OMLs 83, 85 Bid Is a One Day Auction

Any chance of winning? Seplat’s CEO, Austin Avuru

…and final bids for OMLs 52, 53 and 55 must be accompanied with a non- refundable fee equaling 15% of the offer.
By Fred Akanni

Chevron’s sale of its 40% stakes in Oil Mining Leases (OMLs) 83 and 85, in Nigeria’s shallow offshore, will be a one day auction. It is planned not to be as complicated as the company’s sale of its equity in OMLs 52, 53, 55, three onshore leases in the east of the country.

Sometime between mid- September and October 15, 2013, Chevron will simply choose a date on which participating companies will make an offer and the top bidder will be asked to pay, company sources say.

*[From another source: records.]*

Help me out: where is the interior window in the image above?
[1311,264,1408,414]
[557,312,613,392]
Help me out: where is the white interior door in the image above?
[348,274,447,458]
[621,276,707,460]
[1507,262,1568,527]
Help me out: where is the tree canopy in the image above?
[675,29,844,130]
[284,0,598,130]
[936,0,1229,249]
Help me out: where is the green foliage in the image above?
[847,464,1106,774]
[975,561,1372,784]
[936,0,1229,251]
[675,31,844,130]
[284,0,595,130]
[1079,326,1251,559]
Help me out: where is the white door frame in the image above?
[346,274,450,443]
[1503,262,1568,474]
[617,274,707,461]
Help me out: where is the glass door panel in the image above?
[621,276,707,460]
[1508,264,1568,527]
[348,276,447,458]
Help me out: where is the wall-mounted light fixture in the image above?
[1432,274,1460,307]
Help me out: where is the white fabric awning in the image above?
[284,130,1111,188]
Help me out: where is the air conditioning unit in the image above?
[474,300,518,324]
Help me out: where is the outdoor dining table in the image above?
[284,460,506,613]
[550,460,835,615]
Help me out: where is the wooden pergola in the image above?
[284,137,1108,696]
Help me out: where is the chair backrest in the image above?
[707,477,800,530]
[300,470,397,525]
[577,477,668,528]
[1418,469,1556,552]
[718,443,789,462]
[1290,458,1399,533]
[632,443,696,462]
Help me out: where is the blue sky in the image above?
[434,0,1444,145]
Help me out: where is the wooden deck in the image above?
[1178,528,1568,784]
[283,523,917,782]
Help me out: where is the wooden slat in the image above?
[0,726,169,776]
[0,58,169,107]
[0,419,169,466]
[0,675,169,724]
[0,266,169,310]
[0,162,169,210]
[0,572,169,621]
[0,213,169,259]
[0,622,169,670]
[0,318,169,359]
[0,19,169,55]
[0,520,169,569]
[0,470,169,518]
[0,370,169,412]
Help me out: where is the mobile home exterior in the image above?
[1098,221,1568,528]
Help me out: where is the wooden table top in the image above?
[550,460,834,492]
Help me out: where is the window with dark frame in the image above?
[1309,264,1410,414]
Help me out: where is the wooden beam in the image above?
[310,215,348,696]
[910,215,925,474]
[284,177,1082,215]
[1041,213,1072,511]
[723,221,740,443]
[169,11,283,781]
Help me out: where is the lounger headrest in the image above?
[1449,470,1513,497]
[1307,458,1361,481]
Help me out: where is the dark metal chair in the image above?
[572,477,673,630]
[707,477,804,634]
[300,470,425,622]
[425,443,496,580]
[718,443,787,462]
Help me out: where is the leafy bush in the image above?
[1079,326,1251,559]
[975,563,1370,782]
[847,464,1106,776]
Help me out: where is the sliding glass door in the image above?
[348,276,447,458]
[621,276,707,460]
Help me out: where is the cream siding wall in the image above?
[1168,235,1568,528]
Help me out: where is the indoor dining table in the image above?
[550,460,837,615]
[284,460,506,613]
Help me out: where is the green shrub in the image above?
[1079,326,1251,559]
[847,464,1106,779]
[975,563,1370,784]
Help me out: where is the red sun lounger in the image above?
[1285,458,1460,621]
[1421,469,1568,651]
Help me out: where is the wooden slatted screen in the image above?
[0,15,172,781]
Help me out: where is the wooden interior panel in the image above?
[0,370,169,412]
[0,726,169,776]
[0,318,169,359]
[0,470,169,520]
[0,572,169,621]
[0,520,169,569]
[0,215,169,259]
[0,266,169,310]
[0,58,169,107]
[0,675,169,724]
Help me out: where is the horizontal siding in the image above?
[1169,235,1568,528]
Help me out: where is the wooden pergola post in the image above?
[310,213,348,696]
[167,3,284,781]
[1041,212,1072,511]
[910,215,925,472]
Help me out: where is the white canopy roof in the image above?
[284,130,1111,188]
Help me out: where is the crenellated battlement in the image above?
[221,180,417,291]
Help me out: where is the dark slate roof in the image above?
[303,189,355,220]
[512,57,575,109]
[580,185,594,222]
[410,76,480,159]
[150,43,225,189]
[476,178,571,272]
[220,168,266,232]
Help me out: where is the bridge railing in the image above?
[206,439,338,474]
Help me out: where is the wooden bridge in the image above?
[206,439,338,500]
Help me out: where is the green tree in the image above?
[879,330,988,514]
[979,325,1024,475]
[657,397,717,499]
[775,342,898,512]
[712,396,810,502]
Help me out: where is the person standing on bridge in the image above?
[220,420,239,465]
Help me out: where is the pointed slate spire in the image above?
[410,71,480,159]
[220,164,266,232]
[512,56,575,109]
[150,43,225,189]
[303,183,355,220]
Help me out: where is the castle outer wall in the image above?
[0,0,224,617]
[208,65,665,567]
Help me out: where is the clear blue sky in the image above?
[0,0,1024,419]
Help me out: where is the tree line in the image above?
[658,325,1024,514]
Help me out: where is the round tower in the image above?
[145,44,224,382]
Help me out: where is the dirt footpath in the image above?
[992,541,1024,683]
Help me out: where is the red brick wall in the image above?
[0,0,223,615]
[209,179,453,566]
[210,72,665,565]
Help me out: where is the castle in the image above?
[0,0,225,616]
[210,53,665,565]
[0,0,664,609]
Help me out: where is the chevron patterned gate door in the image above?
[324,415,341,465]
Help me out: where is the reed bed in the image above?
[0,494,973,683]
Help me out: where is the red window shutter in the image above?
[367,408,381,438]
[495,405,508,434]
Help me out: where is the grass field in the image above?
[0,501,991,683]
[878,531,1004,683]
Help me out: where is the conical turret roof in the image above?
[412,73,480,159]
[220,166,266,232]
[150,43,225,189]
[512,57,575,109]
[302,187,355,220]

The data room for OMLs 83 and 85 was opened last May, a full month before bids were invited for the three onshore leases. But interest in OMLs 52, 53 and 55 has been marked, with 36 companies making indicative offers as of the deadline of July 29, 2013. Twenty five of these were weeded out. The 11 companies which made it to the second round are currently evaluating the data in Chevron offices in Houston, the United States. They include: Seplat, First Hydrocarbon Nigeria, South Atlantic Petroleum (SAPETRO), which is in league with Niger Delta Petroleum Resources, Sogenal Ltd, Seven Energy, Britannia U, First Exploration and Production Ltd, Amni International Petroleum, Sahara Energy Group Belema and the Dangote Group. They will be expected to make their bids before the end of September. All such bids are to be accompanied with a non-refundable commitment fee which is 15% of the bid offer.  Three finalists are expected to have been announced by October 1, 2013.

But while there’s so much buzz around OMLs 52, 53 and 55, talk around progress of the sale of OMLs 83 and 85 has been muted. There is certainly much less appetite for OMLs 83 and 85, which are located offshore Bayelsa state, regarded as one of the most active sites of piracy in the Gulf of Guinea. OMLs 83 and 85 are also less advantaged because they are undeveloped assets, compared with the eastern onshore OMLs which are mostly producing properties.

Still, OML 83’s Anyala and OML 85’s Madu fields are very prospective acreages that have been the talk of the upstream property market in Nigeria for upwards of eight to 10 years. Chevron “inherited” Anyala and Madu, with its acquisition of Texaco in the late 90s. The fields themselves had only been discovered in the early 1990s and Chevron, though willing to increase output, had kept putting off sanction for their development.

The Information Memorandum sent to the invited companies declares that OML 83’s Anyala field “has discovered total resource and upside potential (as deeper opportunities are mapped) of over 200MMBOE(8/8ths). The field’s discovery well, Anyala 01A, drilled in 1974, encountered 259 feet net gas sands, 50 feet net oil sands and 34 feet net undifferentiated hydrocarbon. Additional five exploratory and six appraisal wells were drilled and evaluated between 1996 and 2006. The field is fully covered by seismic data, Chevron notes in the IM, stating that “250km of 3D seismic data was acquired over Anyala field in 1993 and processed in 1994. 700 km of 2000 vintage migrated full stack3D seismic data was bought in 2006. Time-depth chart is based on Anyala 4 and Anyala 8 check shots and seismic stacking velocity”.

OML 85’s Madu field has discovered total resource and upside potential (as deeper opportunities are mapped) of over 140MMBOE (8/8ths). Approximately 45% of discovered resource is gas. The field was discovered in 1992 with Madu 01 well, drilled in 80 feet of water to a TD of 9, 114 feet True Vertical Depth subsea. The well encountered 170 feet net oil and 146 feet net gas in six hydrocarbon zones. Additional nine appraisal wells were drilled and evaluated between 1992 and 2006, the company says.